From definition of terrorism to punishment for hit-and-run cases: Key highlights of 3 new criminal laws

Lok Sabha, New criminal laws
Image Source : PTI Union Home Minister Amit Shah speaks in the Lok Sabha during the Winter session of Parliament.

Amid the ongoing Winter Session of Parliament, the Lok Sabha on Wednesday passed three significant bills to replace the Indian Penal Code, Code of Criminal Procedure and Indian Evidence Act. Replying to the debate on the three bills, Union Home Minister Amit Shah the legislations are in consonance with the spirit of the Constitution. 

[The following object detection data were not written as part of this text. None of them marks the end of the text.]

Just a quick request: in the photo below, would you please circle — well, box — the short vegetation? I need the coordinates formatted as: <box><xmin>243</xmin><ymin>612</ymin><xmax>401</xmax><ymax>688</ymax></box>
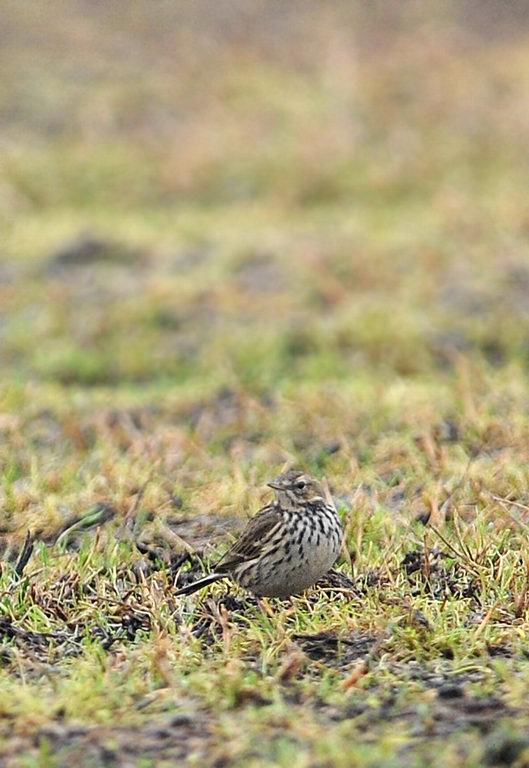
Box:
<box><xmin>0</xmin><ymin>0</ymin><xmax>529</xmax><ymax>768</ymax></box>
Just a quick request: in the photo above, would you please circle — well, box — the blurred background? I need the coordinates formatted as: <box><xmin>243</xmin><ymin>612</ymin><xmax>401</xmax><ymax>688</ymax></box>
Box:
<box><xmin>0</xmin><ymin>0</ymin><xmax>529</xmax><ymax>393</ymax></box>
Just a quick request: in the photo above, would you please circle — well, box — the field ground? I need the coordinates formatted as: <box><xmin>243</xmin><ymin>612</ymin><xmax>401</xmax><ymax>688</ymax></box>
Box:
<box><xmin>0</xmin><ymin>0</ymin><xmax>529</xmax><ymax>768</ymax></box>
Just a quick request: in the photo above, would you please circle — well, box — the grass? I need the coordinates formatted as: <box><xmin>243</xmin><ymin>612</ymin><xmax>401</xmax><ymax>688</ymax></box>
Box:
<box><xmin>0</xmin><ymin>2</ymin><xmax>529</xmax><ymax>768</ymax></box>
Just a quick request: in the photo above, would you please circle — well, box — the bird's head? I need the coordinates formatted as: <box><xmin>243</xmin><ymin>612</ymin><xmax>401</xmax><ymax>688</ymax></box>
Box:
<box><xmin>268</xmin><ymin>469</ymin><xmax>325</xmax><ymax>504</ymax></box>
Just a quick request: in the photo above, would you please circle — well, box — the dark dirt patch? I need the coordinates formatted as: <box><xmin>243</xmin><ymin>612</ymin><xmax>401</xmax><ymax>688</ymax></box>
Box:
<box><xmin>44</xmin><ymin>234</ymin><xmax>139</xmax><ymax>275</ymax></box>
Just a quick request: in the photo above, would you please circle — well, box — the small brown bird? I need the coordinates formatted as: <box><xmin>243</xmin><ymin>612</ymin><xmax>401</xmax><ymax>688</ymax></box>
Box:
<box><xmin>176</xmin><ymin>470</ymin><xmax>343</xmax><ymax>597</ymax></box>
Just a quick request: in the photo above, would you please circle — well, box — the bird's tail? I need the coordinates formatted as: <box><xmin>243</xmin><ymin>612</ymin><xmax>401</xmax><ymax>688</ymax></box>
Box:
<box><xmin>174</xmin><ymin>572</ymin><xmax>228</xmax><ymax>597</ymax></box>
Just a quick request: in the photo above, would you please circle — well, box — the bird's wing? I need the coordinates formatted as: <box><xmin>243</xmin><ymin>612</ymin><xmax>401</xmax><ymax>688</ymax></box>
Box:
<box><xmin>215</xmin><ymin>504</ymin><xmax>283</xmax><ymax>571</ymax></box>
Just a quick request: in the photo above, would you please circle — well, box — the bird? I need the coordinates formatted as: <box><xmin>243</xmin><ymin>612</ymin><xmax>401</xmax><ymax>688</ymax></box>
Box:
<box><xmin>175</xmin><ymin>469</ymin><xmax>343</xmax><ymax>598</ymax></box>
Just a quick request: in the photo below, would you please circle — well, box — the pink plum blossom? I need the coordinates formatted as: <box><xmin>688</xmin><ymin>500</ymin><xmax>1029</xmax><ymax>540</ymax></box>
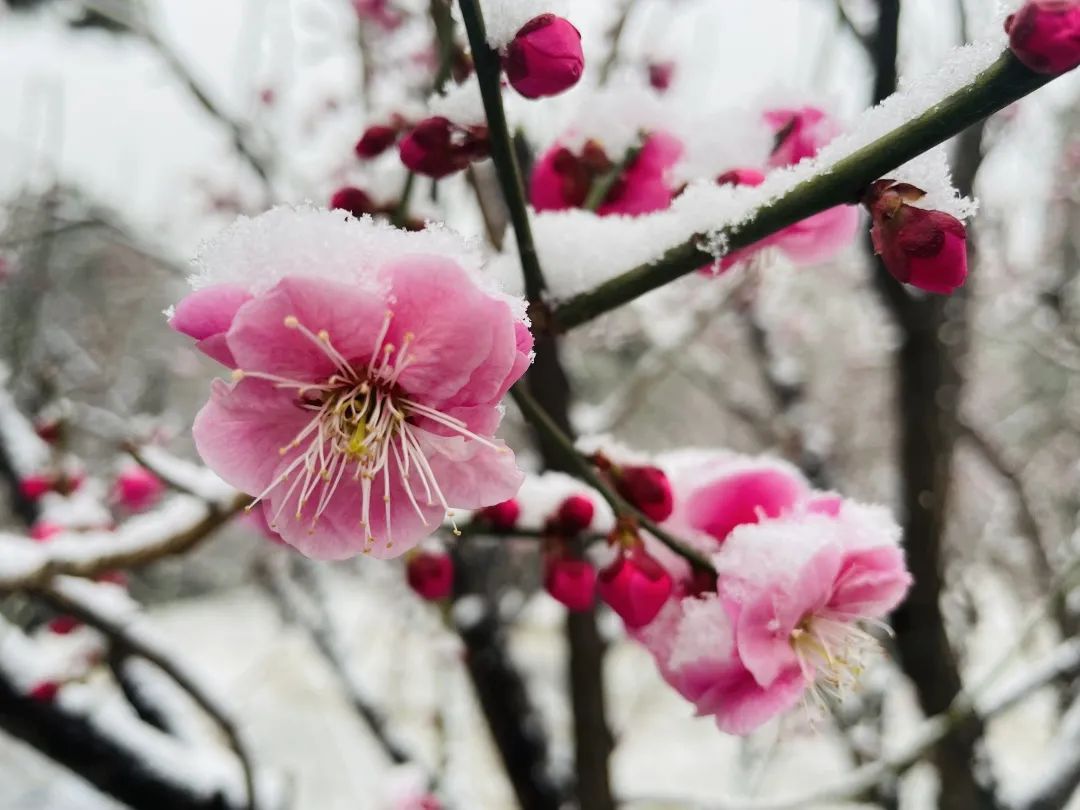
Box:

Here are three key bills passed by Lok Sabha: 

  • Bharatiya Nyaya (Second) Sanhita 2023
  • Bharatiya Nagarik Suraksha (Second) Sanhita 2023
  • Bharatiya Sakshya (Second) Bill 2023

These bills will replace the Indian Penal Code-1860, the Code of Criminal Procedure Act-1898, and the Indian Evidence Act of 1872, respectively. Speaking in the House, Shah said the proposed laws were framed after comprehensive consultations and that he had gone through every comma and full stop of the draft legislations before bringing them before the House for approval.

Bharatiya Nyaya (Second) Sanhita 2023: Key points

  • It retains most offences from the IPC and adds community service as a form of punishment.
  • It adds terrorism as an offence.  It is defined as an act that intends to threaten the unity, integrity, security or economic security of the country, or strike terror in the people.
  • Organised crime has been added as an offence such as kidnapping, extortion and cyber-crime committed on behalf of a crime syndicate.  
  • The bill removes sedition as an offence. Instead, there is a new offence for acts jeopardising the sovereignty, unity and integrity of India. ‘Rajdroh’ has been changed as ‘deshdroh’
  • Murder by a group of five or more people (mob lynching) because of a certain identification identity, such as caste, language, or personal belief, is punishable by life in prison or death as well as a fine.
  • It is now mandatory for the victim of sexual assault to have their statement recorded on audio and video.
  • The maximum sentence for “Hit and Run” is ten years in jail. However, there will be less punishment if the culprit takes the victim to the hospital or police after the accident.
  • ‘Community service’ has been added as an alternative to imprisonment for a number of minor offences.
  • Provisions made for Zero FIR registration. The victim is not required to approach the jurisdictional police station; they may approach any police station. The FIR will be transferred to the jurisdictional police station within 24 hours.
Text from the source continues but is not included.